Pigs (Sus scrofa) are widely acknowledged as an important large mammalian animal model due to their similarity to human physiology, genetics, and immunology. Leveraging the full potential of this model presents significant opportunities for major advancements in the fields of comparative biology, disease modeling, and regenerative medicine. Thus, the derivation of pluripotent stem cells from this species can offer new tools for disease modeling and serve as a stepping stone to test future autologous or allogeneic cell-based therapies. Over the past few decades, great progress has been made in establishing porcine pluripotent stem cells (pPSCs), including embryonic stem cells (pESCs) derived from pre- and peri-implantation embryos, and porcine induced pluripotent stem cells (piPSCs) using a variety of cellular reprogramming strategies. However, the stabilization of pPSCs was not as straightforward as directly applying the culture conditions developed and optimized for murine or primate PSCs. Therefore, it has historically been challenging to establish stable pPSC lines that could pass stringent pluripotency tests. Here, we review recent advances in the establishment of stable porcine PSCs. We focus on the evolving derivation methods that eventually led to the establishment of pESCs and transgene-free piPSCs, as well as current challenges and opportunities in this rapidly advancing field.

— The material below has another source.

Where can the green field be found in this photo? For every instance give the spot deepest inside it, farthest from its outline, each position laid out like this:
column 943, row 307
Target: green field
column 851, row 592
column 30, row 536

Functional Characterization of Endothelial Cells Differentiated from Porcine Epiblast Stem Cells

Endothelial cells (ECs), lining blood vessels' lumen, play an essential role in regulating vascular functions. As multifunctional components of vascular structures, pluripotent stem cells (PSCs) are the promising source for potential therapeutic applications in various vascular diseases. Our laboratory has previously established an approach for differentiating porcine epiblast stem cells (pEpiSCs) into ECs, representing an alternative and potentially superior cell source. However, the condition of pEpiSCs-derived ECs growth has yet to be determined, and whether pEpiSCs differentiate into functional ECs remained unclear. Changes in morphology, proliferation and functional endothelial marker were assessed in pEpiSCs-derived ECs in vitro. pEpiSCs-derived ECs were subjected to magnetic-activated cell sorting (MACS) to collect CD-31+ of ECs. We found that sorted ECs showed the highest proliferation rate in differentiation media in primary culture and M199 media in the subculture. Next, sorted ECs were examined for their ability to act as typical vascular ECs through capillary-like structure formation assay, Dil-acetylated low-density lipoprotein (Dil-Ac-LDL) uptake, and three-dimensional spheroid sprouting. Consequently, pEpiSCs-derived ECs function as typical vascular ECs, indicating that pEpiSC-derived ECs might be used to develop cell therapeutics for vascular disease.